While Westerners and locals are sometimes caught, women have not been kidnapped before in such numbers. Mass kidnappings have been carried out in Nigeria by the breakaway Boko Haram insurgency there.

Armed men caught the women as they were gathering wild fruits outside the village of Liki, about 15 km (10 miles) from the town of Aribinda, and then at another place in the same district.

“The search began with the aim of finding all these innocent victims safely,” the government said in a statement.

Burkina Faso is one of several countries in West Africa battling a violent insurgency with links to al Qaeda and the Islamic State that have seized large swaths of territory over the past decade.

Thousands of people have been killed and more than 2.7 million displaced across the Sahel, where insecurity has affected agriculture and contributed to rising hunger levels, according to the United Nations.

Relatives told Reuters that the missing women had started digging the surrounding bush for food because there was not enough left to feed their families in the village. They were looking for fruits, leaves and seeds that are ground into powder for children.

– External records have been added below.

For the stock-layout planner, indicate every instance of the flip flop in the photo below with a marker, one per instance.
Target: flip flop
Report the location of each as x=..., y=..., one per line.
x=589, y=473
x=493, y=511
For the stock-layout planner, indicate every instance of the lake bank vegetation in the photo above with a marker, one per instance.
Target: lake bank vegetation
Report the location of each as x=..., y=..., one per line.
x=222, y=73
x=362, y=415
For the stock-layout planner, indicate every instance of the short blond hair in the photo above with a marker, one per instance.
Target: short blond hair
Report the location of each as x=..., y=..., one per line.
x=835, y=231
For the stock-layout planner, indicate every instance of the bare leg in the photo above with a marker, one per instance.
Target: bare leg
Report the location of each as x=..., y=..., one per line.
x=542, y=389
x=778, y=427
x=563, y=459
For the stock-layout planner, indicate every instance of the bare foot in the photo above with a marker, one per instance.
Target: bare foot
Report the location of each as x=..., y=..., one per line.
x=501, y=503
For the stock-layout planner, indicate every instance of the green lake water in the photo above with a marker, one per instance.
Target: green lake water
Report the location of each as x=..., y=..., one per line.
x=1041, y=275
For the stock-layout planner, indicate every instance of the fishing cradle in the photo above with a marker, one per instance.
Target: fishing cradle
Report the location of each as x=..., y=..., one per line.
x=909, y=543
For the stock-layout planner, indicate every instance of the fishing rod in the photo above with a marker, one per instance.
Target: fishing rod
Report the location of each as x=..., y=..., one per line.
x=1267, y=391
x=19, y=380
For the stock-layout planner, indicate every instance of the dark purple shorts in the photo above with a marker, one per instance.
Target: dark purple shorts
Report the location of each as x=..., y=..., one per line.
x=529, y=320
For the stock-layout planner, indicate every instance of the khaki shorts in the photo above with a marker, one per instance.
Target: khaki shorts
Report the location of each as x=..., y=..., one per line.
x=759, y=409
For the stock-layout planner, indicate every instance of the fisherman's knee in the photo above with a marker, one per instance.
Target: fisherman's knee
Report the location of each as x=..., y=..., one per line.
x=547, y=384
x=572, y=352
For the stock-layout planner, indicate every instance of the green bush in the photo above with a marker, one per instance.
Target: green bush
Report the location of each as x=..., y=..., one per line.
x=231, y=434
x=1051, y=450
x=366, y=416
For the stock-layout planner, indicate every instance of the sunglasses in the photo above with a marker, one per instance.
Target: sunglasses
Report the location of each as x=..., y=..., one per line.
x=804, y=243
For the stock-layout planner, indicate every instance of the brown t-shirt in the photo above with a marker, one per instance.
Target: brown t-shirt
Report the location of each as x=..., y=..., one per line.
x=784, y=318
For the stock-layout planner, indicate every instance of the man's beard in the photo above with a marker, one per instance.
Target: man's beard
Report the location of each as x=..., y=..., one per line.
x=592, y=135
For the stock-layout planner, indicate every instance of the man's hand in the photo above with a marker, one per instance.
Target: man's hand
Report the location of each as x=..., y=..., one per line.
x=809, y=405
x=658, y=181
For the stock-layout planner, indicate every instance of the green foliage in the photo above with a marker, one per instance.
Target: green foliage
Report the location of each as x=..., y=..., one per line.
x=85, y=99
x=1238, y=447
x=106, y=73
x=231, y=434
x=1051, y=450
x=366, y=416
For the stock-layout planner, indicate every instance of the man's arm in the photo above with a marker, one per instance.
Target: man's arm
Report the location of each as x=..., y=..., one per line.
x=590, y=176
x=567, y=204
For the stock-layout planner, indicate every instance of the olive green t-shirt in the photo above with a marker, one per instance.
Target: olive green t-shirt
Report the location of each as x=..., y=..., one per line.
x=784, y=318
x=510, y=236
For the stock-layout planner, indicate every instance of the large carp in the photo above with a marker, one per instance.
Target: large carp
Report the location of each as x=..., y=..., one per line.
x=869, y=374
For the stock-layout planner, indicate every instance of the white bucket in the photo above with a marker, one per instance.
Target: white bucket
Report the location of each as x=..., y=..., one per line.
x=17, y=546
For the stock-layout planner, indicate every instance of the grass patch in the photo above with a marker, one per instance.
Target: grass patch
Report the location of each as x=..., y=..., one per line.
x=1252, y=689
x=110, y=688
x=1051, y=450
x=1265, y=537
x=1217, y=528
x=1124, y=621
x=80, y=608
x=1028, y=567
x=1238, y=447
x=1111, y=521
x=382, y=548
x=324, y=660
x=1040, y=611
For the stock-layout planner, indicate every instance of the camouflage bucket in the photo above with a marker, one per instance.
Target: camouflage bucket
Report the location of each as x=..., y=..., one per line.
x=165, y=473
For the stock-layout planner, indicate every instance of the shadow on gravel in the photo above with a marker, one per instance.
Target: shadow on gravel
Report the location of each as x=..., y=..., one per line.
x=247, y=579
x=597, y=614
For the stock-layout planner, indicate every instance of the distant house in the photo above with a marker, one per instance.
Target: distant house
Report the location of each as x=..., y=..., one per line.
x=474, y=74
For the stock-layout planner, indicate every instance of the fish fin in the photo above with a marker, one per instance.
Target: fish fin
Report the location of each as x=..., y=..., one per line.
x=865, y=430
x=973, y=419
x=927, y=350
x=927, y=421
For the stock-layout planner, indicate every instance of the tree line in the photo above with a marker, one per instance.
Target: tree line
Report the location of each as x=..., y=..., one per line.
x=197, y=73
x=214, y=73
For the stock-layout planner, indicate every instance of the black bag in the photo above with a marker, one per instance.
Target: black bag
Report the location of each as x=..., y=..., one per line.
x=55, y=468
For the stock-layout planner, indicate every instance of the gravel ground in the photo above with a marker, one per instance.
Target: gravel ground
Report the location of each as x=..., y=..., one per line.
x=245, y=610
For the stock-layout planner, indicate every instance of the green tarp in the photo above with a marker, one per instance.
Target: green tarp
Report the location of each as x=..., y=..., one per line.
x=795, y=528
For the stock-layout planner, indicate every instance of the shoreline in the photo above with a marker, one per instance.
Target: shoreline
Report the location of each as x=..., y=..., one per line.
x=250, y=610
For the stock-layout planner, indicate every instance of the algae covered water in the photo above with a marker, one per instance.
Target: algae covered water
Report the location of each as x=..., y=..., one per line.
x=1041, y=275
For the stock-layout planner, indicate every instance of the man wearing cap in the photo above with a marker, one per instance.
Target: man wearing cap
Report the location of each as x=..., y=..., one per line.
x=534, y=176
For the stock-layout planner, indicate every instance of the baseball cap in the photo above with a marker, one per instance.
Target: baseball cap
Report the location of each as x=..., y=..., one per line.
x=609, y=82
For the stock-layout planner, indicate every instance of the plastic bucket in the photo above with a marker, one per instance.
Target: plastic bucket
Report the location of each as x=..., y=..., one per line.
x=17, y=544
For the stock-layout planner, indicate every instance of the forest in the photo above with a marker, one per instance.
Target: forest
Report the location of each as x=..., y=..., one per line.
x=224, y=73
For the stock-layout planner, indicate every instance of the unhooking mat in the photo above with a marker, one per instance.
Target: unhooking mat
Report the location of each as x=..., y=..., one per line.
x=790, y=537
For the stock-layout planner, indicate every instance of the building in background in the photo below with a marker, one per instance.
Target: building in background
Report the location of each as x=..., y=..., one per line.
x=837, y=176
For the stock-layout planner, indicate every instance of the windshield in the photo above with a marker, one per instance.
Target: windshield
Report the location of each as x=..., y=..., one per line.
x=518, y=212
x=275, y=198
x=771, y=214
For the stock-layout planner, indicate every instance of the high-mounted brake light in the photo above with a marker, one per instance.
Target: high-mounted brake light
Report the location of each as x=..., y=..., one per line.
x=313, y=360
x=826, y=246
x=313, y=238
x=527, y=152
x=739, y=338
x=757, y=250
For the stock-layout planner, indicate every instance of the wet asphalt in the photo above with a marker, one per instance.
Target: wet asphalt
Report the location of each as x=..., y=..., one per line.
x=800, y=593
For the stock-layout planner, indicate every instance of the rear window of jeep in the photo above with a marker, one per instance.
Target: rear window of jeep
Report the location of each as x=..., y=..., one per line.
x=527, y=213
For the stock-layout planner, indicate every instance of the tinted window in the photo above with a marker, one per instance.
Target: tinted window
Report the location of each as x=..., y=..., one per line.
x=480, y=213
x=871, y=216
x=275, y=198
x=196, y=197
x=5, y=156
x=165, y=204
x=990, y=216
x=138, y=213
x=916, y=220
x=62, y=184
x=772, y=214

In recent months the rebels have blockaded parts of the arid north, causing acute food shortages, and it has become increasingly dangerous to deliver supplies to trapped citizens.

Dozens of soldiers were killed in September when militants attacked a convoy of 150 vehicles taking supplies to the northern town of Djibo, the capital of Soum.

“Women can walk up to 4 km (into the bush) to look for food,” said one villager in Aribinda, who did not wish to be named due to security concerns.

The villager added that the men were too afraid to venture far from their homes for fear of being shot by the jihadists. “That’s why the women were kidnapped,” said the villager.

Frustrations over the authorities’ failure to restore security and protect civilians were contributing to two military coups in Burkina Faso last year.